In its previous location in a backyard beachfront of suburban Glencoe, Illinois, the sculpture provided a frame around where the rolling landscape met Lake Michigan. Now, in its new home 30 miles south, it echoes both in form and meaning the portico that connects UChicago’s Department of Art History and the Smart Museum of Art. It also underscores the University’s commitment to bring public art to the Hyde Park community.
Dorie Sternberg, Lab’43, donated the piece to the Smart, where it was installed in May and formally unveiled in June.
Over the years, Sternberg and her late husband Paul cultivated a notable art collection in their home. They couldn’t resist Serra, who since the 1960s has revolutionized the genre of massive sculptural work—typically using steel in site-specific urban spaces. The Sternbergs commissioned Seattle Right Angles Proppedfor their yard and could admire it from their glass-walled kitchen every day.
After her husband passed away in 2004, Sternberg decided that she wanted to see some of her art donations placed in her lifetime, including the Serra sculpture. The work seemed destined to travel south: Sternberg (née Feitler), grew up near UChicago on Woodlawn Avenue, and her brother, Robert Feitler, Lab’45, X’50, is a former board chair of the Smart Museum.

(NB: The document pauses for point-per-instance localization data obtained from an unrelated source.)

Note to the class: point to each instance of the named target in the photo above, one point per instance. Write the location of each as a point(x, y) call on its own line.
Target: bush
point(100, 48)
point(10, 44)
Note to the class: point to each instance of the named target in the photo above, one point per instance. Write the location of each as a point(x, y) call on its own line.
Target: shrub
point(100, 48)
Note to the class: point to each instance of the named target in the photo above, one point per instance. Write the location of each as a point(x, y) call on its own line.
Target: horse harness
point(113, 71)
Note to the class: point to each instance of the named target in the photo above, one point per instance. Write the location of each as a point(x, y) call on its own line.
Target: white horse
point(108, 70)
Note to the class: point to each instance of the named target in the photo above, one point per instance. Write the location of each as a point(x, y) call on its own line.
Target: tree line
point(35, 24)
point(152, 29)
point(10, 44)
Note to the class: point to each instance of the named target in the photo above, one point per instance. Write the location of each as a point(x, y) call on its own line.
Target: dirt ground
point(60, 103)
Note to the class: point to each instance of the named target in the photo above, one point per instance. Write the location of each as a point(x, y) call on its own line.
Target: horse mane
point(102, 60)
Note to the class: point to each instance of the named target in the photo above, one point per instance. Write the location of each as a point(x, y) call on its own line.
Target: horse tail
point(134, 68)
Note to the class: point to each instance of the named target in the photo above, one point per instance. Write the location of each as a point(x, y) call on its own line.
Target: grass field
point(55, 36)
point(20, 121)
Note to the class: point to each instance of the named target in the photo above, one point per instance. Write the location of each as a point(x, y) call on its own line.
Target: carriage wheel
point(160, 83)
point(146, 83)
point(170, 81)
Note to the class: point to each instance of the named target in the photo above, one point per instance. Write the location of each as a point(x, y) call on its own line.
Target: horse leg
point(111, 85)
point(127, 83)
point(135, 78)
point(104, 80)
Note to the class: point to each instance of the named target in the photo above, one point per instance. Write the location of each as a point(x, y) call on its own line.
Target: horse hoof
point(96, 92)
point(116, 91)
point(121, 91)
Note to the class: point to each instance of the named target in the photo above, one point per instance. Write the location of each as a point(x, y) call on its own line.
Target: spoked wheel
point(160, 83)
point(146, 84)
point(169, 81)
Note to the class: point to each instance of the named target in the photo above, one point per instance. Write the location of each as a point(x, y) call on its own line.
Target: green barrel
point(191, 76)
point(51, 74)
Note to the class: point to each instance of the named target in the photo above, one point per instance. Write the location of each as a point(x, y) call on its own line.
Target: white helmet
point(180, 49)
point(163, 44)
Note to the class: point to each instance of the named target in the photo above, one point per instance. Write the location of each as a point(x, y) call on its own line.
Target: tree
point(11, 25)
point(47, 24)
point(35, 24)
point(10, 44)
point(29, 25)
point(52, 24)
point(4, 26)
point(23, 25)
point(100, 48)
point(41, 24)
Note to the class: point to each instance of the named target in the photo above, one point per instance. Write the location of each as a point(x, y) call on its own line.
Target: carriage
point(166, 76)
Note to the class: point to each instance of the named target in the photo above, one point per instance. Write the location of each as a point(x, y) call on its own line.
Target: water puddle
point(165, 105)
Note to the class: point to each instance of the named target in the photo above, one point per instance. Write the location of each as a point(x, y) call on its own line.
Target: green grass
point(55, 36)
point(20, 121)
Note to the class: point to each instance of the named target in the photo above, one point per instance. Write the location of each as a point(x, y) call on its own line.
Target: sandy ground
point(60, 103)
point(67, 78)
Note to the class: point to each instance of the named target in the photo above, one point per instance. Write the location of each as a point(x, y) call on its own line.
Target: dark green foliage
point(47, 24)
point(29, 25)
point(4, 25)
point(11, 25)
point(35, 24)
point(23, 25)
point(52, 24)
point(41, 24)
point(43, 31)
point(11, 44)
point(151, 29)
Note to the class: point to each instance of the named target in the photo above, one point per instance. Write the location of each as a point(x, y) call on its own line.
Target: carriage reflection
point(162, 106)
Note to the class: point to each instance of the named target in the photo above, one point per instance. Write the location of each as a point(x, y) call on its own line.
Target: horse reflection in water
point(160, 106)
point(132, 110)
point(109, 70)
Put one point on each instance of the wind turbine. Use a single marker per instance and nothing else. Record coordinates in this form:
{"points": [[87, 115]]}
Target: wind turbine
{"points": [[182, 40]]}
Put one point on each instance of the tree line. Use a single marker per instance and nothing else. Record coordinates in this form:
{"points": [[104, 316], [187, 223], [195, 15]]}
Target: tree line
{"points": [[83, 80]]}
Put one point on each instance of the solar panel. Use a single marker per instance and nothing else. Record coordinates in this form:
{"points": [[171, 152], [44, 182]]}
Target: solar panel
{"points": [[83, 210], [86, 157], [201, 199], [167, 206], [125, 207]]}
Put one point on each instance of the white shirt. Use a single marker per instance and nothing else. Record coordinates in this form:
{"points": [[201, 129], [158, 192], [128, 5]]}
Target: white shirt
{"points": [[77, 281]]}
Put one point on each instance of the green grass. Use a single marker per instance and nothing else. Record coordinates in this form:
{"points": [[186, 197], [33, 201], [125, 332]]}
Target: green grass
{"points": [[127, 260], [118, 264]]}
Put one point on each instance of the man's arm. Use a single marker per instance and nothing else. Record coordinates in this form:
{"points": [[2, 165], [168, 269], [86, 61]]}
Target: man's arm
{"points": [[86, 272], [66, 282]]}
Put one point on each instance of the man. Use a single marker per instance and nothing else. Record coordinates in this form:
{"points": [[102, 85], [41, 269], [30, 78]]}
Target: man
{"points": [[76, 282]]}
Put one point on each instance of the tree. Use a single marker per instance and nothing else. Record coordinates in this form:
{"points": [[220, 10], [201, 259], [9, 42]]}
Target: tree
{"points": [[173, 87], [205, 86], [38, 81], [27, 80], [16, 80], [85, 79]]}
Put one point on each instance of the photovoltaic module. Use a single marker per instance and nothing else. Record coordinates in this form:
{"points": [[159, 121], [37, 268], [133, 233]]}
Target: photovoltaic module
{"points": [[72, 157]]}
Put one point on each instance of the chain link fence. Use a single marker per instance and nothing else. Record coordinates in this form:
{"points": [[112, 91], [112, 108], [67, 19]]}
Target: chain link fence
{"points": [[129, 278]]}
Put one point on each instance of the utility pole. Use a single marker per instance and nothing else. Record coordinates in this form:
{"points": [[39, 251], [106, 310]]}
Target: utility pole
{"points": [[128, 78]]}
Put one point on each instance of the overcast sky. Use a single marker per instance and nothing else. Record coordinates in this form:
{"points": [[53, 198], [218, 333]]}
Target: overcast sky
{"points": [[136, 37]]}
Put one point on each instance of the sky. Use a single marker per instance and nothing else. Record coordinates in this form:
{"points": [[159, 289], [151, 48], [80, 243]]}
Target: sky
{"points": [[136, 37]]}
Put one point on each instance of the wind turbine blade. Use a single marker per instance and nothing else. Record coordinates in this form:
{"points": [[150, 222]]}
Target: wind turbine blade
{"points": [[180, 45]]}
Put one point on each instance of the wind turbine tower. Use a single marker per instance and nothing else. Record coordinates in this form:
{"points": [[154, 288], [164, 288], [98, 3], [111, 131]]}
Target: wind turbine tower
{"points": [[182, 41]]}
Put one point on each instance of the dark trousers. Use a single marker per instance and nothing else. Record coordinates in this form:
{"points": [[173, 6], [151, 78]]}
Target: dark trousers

Seattle Right Angles Propped is not quite as prominent as some of Serra’s other sculptures. But to Mehring, the piece represents Serra’s pioneering work in the field of process art, wherein the focus is not the finished product, but its creation.
Seattle Right Angles Propped was installed a little over a year after the Smart announced the formation of the Feitler Center for Academic Inquiry, which often utilizes collections and exhibitions to engage Art History faculty and students with other students from any number of disciplines—from law and economics to the physical sciences.
The sculpture represents a significant moment within art history, and fills a gap in the museum’s collection of Minimalist and Post-Minimalist sculpture. The piece, Mehring said, will help faculty discuss art’s direct embeddedness in the real world: its new, direct relationship to the viewer’s body; its pioneering use of industrial materials; and its large scale.